When it comes to feed international public decision, taking the gendered aspect of the agenda into account brings a political and prospective advantage. When political goals are gender-neutral, bias in favor of men and gender stereotypes are reinforced. Diplomacy gradually takes gender into account in its development programs to target vulnerable groups more efficiently. While some countries or regions obviously fight more than others sexist discrimination, sexual violence and violence against LGBTI, and promote access to rights and resources, a backlash can occur anywhere.

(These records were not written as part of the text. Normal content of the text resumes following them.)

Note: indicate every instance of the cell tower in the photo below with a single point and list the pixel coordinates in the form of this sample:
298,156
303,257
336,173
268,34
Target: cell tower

There are lots of examples in the world today. Populist, nationalist governments and authoritarian regimes are obsessed with reinforcing gender stereotypes and inequalities, and fight their deconstruction: gender studies departments are closed in Hungarian universities, the US puts pressure on the UN in order to suppress “sexual and reproductive health” mentions in texts about war rapes, LGBTI’s rights are being stigmatized in Brazil, women protesting against compulsory veiling are arrested in Iran, Saudi Arabia implements gender washing policies, etc. The slogan of 2016, “Don’t be a pussy, vote Trump”, set the tone for the current US masculinist presidency. Moreover, scientific articles and books showing the role of “toxic masculinity” in mass shooting and white supremacism are more and more brought to light.
Conversely, with #MeToo, Women’s marches, demonstrations in Hungary, Argentina, Ireland, the number of mobilizations headed by women has increased because fighting gender inequalities is a protest motivation. In addition to defending women’s rights over their own bodies, and their political and economic emancipation, they claim social justice, denounce global inequal access to health and education, defend environmental protection, and so on.
One should not underestimate the ability of people suffering from unfair situations to act and revolt. If we do not take it into account, we run the risk of essentialization and generalization, which reduces women to their status of victims and, paradoxically, reinforces patriarchy. This is why UN agencies encourage women’s role in peace and political transition processes. In Sudan, Iran, Algeria, they are among the first to promote freedom, denounce oppression and conservatism, but men still confiscate power. Women’s combat not to be left apart from decision-making institutions should be given a bigger media and political focus and be more strongly supported.
Gender studies enrich traditional geopolitical analyses. Pluri-disciplinary research can help tackle more efficiently — and through an integrated approach — many topics of an agenda aiming at promoting women’s empowerment. A feminist diplomacy is one main aspect of it but not the only one. Let’s hope that the leaders of the G7, who recently met in Biarritz, in France, be inspired by it.